Interactive Charts: IEF, $TNX

The long-term trend oscillator (LTCO) defines an up impulse (green box) and 8% annualized return from 107.15 to 109.41 since the first week of January (chart 1). The bulls control the trend until reversed by a bearish crossover. Compression, the final phase of the CEC cycle, generally anticipates this change.

A close above 110.55 jumps the creek and transitions the trend from cause to mark up, while a close below 99.20 breaks the ice and transitions it to mark down.

Chart 1


The long-term leverage oscillator (LTLO) defines a bull phase since the fourth week of January (chart 2). This focuses the up impulse (see price).
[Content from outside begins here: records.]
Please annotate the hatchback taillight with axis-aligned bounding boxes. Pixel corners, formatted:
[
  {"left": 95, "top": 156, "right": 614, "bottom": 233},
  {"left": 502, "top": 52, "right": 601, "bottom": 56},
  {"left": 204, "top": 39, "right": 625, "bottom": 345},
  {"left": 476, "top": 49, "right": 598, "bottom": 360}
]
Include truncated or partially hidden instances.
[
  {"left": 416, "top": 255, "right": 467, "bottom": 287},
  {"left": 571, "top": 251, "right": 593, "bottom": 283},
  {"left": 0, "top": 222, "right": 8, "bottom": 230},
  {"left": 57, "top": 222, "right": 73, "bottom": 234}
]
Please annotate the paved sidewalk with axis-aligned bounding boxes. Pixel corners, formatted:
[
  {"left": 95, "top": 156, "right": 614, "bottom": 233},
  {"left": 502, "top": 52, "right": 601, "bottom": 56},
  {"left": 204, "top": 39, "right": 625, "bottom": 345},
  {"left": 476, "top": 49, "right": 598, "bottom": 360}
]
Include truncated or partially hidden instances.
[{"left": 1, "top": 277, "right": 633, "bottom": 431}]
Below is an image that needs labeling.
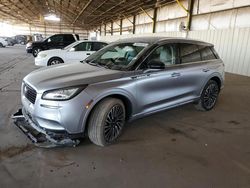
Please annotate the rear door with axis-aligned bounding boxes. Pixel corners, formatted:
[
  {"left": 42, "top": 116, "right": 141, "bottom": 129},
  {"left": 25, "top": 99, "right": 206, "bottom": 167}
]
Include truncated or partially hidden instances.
[
  {"left": 47, "top": 34, "right": 64, "bottom": 49},
  {"left": 63, "top": 34, "right": 76, "bottom": 47},
  {"left": 65, "top": 41, "right": 94, "bottom": 63},
  {"left": 177, "top": 43, "right": 211, "bottom": 97}
]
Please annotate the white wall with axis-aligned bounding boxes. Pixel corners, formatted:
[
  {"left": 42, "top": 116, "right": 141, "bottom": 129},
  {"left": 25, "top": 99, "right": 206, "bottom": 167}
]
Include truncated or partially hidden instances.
[{"left": 100, "top": 0, "right": 250, "bottom": 76}]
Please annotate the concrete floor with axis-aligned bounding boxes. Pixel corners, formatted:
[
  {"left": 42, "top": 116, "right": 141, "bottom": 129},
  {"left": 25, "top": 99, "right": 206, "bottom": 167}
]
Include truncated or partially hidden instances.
[{"left": 0, "top": 45, "right": 250, "bottom": 188}]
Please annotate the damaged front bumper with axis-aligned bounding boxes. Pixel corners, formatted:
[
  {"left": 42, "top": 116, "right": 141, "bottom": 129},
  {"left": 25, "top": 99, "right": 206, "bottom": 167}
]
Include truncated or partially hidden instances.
[{"left": 11, "top": 109, "right": 80, "bottom": 148}]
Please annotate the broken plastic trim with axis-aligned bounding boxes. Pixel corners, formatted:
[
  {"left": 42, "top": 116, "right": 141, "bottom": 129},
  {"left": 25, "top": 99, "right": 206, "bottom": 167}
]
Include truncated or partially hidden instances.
[{"left": 11, "top": 109, "right": 80, "bottom": 148}]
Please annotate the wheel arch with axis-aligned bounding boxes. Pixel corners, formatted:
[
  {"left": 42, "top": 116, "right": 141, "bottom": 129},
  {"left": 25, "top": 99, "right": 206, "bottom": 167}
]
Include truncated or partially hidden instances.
[
  {"left": 199, "top": 72, "right": 224, "bottom": 95},
  {"left": 47, "top": 56, "right": 64, "bottom": 65},
  {"left": 32, "top": 46, "right": 43, "bottom": 50},
  {"left": 210, "top": 76, "right": 222, "bottom": 90},
  {"left": 82, "top": 92, "right": 134, "bottom": 134}
]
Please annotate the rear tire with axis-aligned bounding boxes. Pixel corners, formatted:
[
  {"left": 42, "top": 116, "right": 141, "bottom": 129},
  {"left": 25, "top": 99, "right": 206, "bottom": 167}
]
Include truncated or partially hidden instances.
[
  {"left": 47, "top": 57, "right": 64, "bottom": 66},
  {"left": 88, "top": 98, "right": 126, "bottom": 146},
  {"left": 0, "top": 43, "right": 3, "bottom": 48},
  {"left": 195, "top": 80, "right": 219, "bottom": 111}
]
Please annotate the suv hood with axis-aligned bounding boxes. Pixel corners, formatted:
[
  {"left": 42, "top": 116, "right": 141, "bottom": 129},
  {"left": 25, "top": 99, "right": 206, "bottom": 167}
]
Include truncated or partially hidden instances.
[
  {"left": 24, "top": 63, "right": 123, "bottom": 93},
  {"left": 31, "top": 41, "right": 44, "bottom": 46}
]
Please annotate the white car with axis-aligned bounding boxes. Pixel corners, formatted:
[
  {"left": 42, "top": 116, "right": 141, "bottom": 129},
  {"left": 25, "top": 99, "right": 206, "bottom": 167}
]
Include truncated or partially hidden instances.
[
  {"left": 0, "top": 37, "right": 8, "bottom": 47},
  {"left": 35, "top": 40, "right": 108, "bottom": 66}
]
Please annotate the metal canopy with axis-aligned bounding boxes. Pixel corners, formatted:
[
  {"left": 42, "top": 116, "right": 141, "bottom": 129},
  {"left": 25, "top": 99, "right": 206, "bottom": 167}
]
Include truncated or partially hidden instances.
[{"left": 0, "top": 0, "right": 174, "bottom": 29}]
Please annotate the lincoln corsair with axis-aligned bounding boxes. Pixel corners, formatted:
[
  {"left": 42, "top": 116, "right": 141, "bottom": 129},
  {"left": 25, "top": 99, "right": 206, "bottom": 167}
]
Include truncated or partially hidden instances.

A diffusion index (DI) of -3% defines Q2 accumulation (chart 3). A capitulation index (CAP) of 16% confirms this message (chart 4). DI and CAP's trends, broader flows of leverage and sentiment from distribution to accumulation and complacency to fear supporting the bears (green arrows), should not only continue to extreme concentrations but also restrain upside expectations until reversed. A rally under these trends, a sign of strength (SOS) observed since the fall of 2015, would be bullish for the 10-year longer term.

Chart 2

Chart 3

Chart 4


The 5-year seasonal cycle (orange series) defines weakness until the end of the year (chart 5). This path of least resistance restrains upside expectations (see price).